When Charisma and Vision Are Not Enough: The Skills of Pragmatic Leadership
Sam BacharachJohn Bahcall Auditorium
2:00 p.m.
April 22,, 2013
A great idea and charisma may get you in the door, but unless you have the ability to actually deliver on your promise, you will be remembered more for your personality than your leadership. Leaders are remembered for what they accomplished. Do you have the necessary skills to rally people around your ideas, to mobilize a team, to overcome inertia and create change? Do you have the capacity to get the buy in, to move agendas forward? In this session, you’ll learn how to master the skills of political competence in order to move an agenda. Recognize the benefits of developing these capabilities, foster the leadership potential of others, and create a more dynamic, proactive and energetic organization.

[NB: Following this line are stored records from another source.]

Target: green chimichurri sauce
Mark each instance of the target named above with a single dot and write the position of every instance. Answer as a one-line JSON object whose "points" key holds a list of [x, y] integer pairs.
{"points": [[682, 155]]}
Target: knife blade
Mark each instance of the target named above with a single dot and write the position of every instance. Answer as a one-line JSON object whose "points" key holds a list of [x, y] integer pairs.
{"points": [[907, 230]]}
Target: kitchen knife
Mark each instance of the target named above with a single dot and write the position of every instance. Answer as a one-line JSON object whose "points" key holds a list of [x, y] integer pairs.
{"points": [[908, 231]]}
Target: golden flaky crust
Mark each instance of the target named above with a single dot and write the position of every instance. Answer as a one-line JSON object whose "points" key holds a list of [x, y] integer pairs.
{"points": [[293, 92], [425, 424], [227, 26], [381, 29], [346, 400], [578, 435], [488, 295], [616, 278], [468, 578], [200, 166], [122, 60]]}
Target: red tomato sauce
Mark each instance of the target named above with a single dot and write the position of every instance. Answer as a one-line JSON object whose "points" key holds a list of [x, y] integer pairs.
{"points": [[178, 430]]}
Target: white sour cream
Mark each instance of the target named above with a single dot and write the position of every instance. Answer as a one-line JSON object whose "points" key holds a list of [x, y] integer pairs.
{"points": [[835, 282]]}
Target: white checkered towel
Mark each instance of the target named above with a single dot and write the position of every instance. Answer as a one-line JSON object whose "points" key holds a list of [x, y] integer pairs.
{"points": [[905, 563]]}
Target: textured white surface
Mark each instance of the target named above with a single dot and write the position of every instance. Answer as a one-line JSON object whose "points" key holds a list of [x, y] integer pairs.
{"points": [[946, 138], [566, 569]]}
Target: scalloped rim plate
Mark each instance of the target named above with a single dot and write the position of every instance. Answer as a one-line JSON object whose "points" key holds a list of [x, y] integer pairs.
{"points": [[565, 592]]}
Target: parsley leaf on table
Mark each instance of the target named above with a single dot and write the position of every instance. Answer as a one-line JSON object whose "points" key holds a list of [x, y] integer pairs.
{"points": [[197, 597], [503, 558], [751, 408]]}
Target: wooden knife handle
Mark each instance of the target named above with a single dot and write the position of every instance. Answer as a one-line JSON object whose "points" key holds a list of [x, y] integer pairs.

Samuel Bacharach is the McKelvey-Grant Professor of Labor Management at Cornell University’s ILR School. He is the Director of ILR’s New York City based Institute for Workplace Studies as well as the Director of the Smithers Institute and the director of the New York City-based Master of Professional Studies. He received his BS in Economics from NYU and his MS and Ph.D. from the University of Wisconsin. For the last 10 years, Professor Bacharach has focused on bridging theory and practice. Integrating his earlier work on politics, negotiation, and complex organizations into his studies of the workplace, Samuel has established his own unique perspective on proactive leadership.
Among the organizations trained in his pragmatic leadership approach are: Computer Sciences Corporation, PepsiAmericas, Starwood Hotels & Resorts, March of Dimes, Wal-Mart Stores, Citigroup,International Monetary Fund, Mellon Financial, Starbucks, BASF, BMC Software, Boeing, Inter- Continental Hotels Group, Chubb, Nintendo, Bristol-Myers Squibb, Devon Energy, TeleTech, and Gap, Inc.